In another study, Chinese Hamster Ovary (CHO) cells were exposed to the test chemical in the concentration of 0, 0.5, 1.0, 2.5 or 5.0 mM and without metabolic activation for 3 hours. The results showed that there was no evidence of cytotoxicity after treatment. Independently of tested concentration, the results showed no evidence of gene toxicity. Therefore, it is considered that the test chemical in the concentration of 0, 0.5, 1.0, 2.5 or 5.0 mM does not cause genetic mutation(s) when CHO cells are exposed to the test chemical in the absence of metabolic activation and hence does not classify for gene mutation in vitro.

 

These test results were supported with an in vitro mammalian cell gene mutation study was designed and conducted to determine the genotoxicity profile of the given test chemical when administered to Chinese Hamster Ovary (CHO) cells. A preliminary dose-finding study was conducted prior to the main study. A range of different concentrations were tested in 96-well plates and analyzed by two commonly used assays, i.e. the colorimetric assay of 3-(4,5-dimethylthiazol-2-yl)-2,5-diphenyltetrazolium bromide (MTT) and the bicinchoninic acid (BCA) assay to assess cell viability and protein concentration, respectively. From the basis of the results from the MTT and BCA assays, test concentrations of the test chemical was chosen to be included in the gene toxicity test. In the genotoxicity test, test chemical was administered to CHO cells for 3 hrs at the dose levels of 0, 0.5, 1.0, 2.5 or 5.0 mM and in the absence or presence of exogenous metabolic activation. CHO cells representing the negative controls were exposed to the vehicle. Positive controls, such as N-ethyl-N-nitrosourea (ENU) experiments without metabolic activation and 7,12-dimethylbenz(a) anthracene in experiments with metabolic activation, were also included in each test. The results showed indication of gene mutations occurring in the positive controls ENU and 7,12-dimethylbenz(a) anthracene while no other treatment gave rise to gene toxicity.

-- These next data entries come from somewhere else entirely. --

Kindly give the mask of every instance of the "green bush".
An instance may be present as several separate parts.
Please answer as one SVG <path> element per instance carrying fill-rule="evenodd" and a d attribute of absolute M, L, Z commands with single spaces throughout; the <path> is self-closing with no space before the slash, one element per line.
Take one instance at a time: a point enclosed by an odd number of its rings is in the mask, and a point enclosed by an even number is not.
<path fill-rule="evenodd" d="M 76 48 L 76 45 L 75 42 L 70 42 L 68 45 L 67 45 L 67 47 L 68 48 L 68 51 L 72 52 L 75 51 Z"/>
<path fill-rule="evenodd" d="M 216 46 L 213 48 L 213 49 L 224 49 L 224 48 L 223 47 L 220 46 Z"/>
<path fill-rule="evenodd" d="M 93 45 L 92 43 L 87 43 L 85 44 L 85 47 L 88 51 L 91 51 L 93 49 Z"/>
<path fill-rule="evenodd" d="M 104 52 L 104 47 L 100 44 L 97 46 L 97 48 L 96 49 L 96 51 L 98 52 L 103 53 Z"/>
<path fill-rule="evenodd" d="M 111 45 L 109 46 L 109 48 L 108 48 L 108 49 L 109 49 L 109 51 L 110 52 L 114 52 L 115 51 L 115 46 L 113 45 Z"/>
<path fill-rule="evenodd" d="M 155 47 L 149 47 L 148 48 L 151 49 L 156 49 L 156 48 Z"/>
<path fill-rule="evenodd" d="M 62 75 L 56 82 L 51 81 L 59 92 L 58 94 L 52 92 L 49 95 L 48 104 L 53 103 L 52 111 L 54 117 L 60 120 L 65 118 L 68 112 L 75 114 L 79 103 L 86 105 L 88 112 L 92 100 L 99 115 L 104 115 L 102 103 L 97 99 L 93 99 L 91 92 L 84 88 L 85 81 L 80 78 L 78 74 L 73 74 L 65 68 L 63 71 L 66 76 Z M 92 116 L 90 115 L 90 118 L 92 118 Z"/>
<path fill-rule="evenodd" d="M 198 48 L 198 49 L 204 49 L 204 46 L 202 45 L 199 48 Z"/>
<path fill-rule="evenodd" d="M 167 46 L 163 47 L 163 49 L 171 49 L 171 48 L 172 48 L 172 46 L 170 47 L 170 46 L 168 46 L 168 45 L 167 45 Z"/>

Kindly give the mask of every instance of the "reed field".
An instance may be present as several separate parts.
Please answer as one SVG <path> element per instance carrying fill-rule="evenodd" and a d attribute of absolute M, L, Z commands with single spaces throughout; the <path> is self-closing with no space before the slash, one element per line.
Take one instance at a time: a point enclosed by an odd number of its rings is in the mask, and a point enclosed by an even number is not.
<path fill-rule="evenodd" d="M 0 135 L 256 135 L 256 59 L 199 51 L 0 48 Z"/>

No cytotoxic effects were observed when CHO cells were exposed to Phenethylphenylacetate for 3 hrs. Based on the results of the current study, it can be concluded that the given test chemical does not give rise to gene mutations when exposed at ≤ 5.0 mM for 3 hrs or more, and hence it is not induce cytotoxic effects at concentrations of ≤ 5.0mM.

 

In vitro DNA damage and/or repair study

The mutagenic effect was determined by using the given test chemical by performing Unscheduled DNA synthesis (UDS) on Rat hepatocytes at 500 μg/ml. The given test chemical shows negative result in unscheduled DNA synthesis on Rat hepatocytes. This indicates that the substance is not mutagenic

 

Justification for classification or non-classification

Based on the data available and applying weight of evidence approach, the given test chemical does not exhibit gene mutation in vitro by Ames assay, In vitro mammalian chromosome aberration study, In vitro mammalian cell gene mutation assay and In vitro DNA damage and/or repair study. Hence the test chemical is not likely to classify as a gene mutant as per the criteria mentioned in CLP regulation.